Terms: Geoffrey Chaucer; jousting; tournaments; Edward the Black Prince
5/21 Joan of Arc background, group presentations, and discussion.
Read: Edward Benson, " Oh What a Lovely War!: Joan of Arc on Screen," in The Medieval Hero on Screen [R].
Open the book listed below at various places to get a feel for the source, then in your group break up your assigned section.
Group 1, The Trial of Joan of Arc, trans. Daniel Hobbins, 33-117 [R]

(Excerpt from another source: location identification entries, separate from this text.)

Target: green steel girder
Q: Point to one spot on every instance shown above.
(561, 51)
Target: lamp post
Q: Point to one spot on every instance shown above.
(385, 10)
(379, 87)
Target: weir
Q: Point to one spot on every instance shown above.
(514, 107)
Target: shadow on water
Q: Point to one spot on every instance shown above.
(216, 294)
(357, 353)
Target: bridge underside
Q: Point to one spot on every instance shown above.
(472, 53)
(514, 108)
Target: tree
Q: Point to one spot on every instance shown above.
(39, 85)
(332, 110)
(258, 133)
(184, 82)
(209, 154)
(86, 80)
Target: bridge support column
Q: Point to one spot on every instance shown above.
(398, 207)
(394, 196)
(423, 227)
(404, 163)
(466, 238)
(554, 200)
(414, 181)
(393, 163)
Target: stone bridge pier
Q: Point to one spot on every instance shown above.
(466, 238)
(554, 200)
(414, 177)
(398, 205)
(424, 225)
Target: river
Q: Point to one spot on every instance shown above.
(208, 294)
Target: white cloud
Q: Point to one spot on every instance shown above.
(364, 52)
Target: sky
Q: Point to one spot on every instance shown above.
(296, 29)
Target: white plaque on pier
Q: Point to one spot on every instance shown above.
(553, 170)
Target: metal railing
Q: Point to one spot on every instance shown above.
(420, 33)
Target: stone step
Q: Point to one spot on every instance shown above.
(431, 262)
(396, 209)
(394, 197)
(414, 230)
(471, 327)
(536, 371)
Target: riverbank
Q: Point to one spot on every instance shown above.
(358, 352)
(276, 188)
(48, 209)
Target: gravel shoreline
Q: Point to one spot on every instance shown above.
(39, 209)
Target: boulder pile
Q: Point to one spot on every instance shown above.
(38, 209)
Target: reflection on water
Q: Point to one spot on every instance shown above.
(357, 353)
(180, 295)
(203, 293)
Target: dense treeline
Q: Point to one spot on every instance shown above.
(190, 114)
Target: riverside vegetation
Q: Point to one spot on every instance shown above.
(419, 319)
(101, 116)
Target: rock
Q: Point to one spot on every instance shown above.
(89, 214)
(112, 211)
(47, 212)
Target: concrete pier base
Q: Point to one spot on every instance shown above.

Group 2, The Trial of Joan of Arc, trans. Daniel Hobbins, 118-157 [R]
Group 3, The Trial of Joan of Arc, trans. Daniel Hobbins, 157- 195 [R]
Group 4, The Trial of Joan of Arc, trans. Daniel Hobbins, 197-213 [R]
5/24 The Passion of Joan of Arc (1928) and discussion Reflection paper due
Read: NO READING
5/25 Joan of Arc (1948) and discussion
Read: Anke Bernau, "Girls on Film: Medieval Virginity in the Cinema," in The Medieval Hero on Screen [R].
5/26 The Messenger (1999) and discussion
Read: Nickolas Haydock, "Shooting the Messenger: Luc Besson at War with Joan of Arc." in Movie Medievalism [R]
5/27 Final Exam Period Triple Feature paper due at 8 am. Small Exam at 9:30 am. Study Guide
The professor reserves the right to make changes to this syllabus and will notify students when she does so.